As a complementary visualization of odor-active compounds distribution across cultivars, Principal Component Analysis (Figure 3) was performed based on FD factors obtained through AEDA, highlighting differences in sensory profiles and the molecular compositions between cultivars. The first two principal components (PC1 and PC2) explained 29.4% and 22.9% of the total variance, respectively. PG074 and PG075.1 are grouped together in the lower right quadrant, being associated with fruity and tropical-smelling odorants such as esters, acids, Furaneol, and thiols, reflecting their strawberry-like aroma. PG071 and PG073 were also nearby fruity esters, but PG071 associated more closely with other sweaty-smelling odorants like 3-methylbutanoic acid and butanoic acid. Meanwhile, PG073 aligns more with β-caryophyllene, skatole, and linalool, reflecting earthy, herbal, and slightly sweet characteristics. PG076 clustered separately, driven by citrusy and terpene-like compounds such as β-pinene and α-humulene. PG072 was positioned in the upper left region and associated with compounds like p-cresol, and 2-methoxyphenol, suggesting its turpentine-like and spicy description.

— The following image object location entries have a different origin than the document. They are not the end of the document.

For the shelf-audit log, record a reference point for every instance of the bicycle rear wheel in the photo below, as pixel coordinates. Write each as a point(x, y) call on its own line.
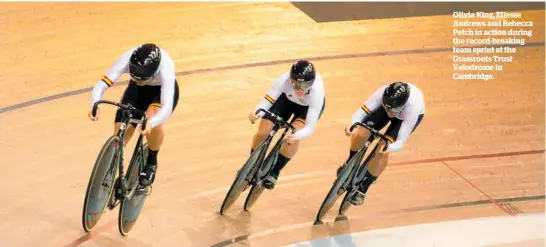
point(244, 176)
point(258, 188)
point(130, 208)
point(100, 186)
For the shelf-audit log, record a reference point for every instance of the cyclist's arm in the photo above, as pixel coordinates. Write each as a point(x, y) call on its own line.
point(273, 94)
point(113, 74)
point(372, 103)
point(167, 77)
point(313, 113)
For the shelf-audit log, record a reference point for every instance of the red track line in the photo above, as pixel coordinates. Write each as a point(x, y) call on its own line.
point(108, 225)
point(481, 191)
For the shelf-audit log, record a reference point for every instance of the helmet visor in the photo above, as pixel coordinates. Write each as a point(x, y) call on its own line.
point(392, 109)
point(301, 84)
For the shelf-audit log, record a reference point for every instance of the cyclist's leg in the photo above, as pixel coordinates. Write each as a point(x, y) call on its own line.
point(287, 152)
point(156, 136)
point(376, 119)
point(130, 96)
point(378, 163)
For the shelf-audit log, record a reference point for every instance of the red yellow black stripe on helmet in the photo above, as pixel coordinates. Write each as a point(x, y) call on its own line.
point(301, 120)
point(365, 108)
point(107, 81)
point(268, 98)
point(390, 138)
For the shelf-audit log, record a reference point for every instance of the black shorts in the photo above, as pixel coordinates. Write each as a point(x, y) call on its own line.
point(142, 97)
point(379, 119)
point(285, 108)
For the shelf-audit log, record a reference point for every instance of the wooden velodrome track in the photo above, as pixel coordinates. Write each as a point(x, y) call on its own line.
point(479, 151)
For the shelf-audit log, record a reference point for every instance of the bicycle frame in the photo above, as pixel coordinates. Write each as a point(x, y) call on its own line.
point(278, 124)
point(127, 115)
point(362, 166)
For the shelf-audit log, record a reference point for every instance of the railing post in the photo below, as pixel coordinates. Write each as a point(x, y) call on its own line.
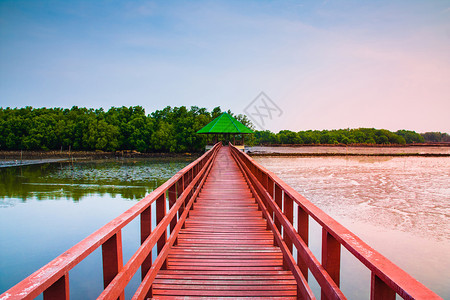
point(146, 230)
point(331, 257)
point(288, 210)
point(270, 187)
point(160, 214)
point(172, 200)
point(112, 259)
point(379, 290)
point(59, 289)
point(279, 201)
point(180, 189)
point(303, 231)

In summary, the present study provides the first comprehensive sensory-guided investigation into the composition of the odor-active compounds of dried hemp flowers, revealing the intricate interplay between terpenes, esters, sulfur compounds, and previously underexplored odorants such as phenolic compounds, volatile acids, and furanones. Through AEDA analysis, 52 odor-active compounds have been identified. There are 38 odorants that had not been reported in dried hemp flowers before and six that were identified in hemp material for the first time. The presence of these new odor-active components further supports the idea that certain odorants may be formed or released during drying and curing. Future research is needed to explore how enzymatic or oxidative pathways contribute to these transformations. The findings of the study underline the importance of the use of sensory-guided techniques such as the GC-O in combination with AEDA as an unequivocal step to understanding odor impressions on a molecular level. To fully understand the contribution of these odor-active odorants, future studies need to be performed with the aim to quantitate these key odorants by stable isotope dilution assays (SIDA) to accurately determine their dose-over-threshold (DoT) values. Furthermore, reconstitution and omission studies will be necessary to assess the precise impact of individual compounds and their synergies in the hemp aroma space. Ultimately, these insights lay the groundwork for breeding strategies aimed at enhancing specific aroma attributes in hemp cultivars. By deepening the knowledge of cannabis secondary metabolism, targeted breeding efforts could optimize the production of desirable odorant compounds, catering to distinct market preferences in food, fragrance, and cannabis-based consumer products.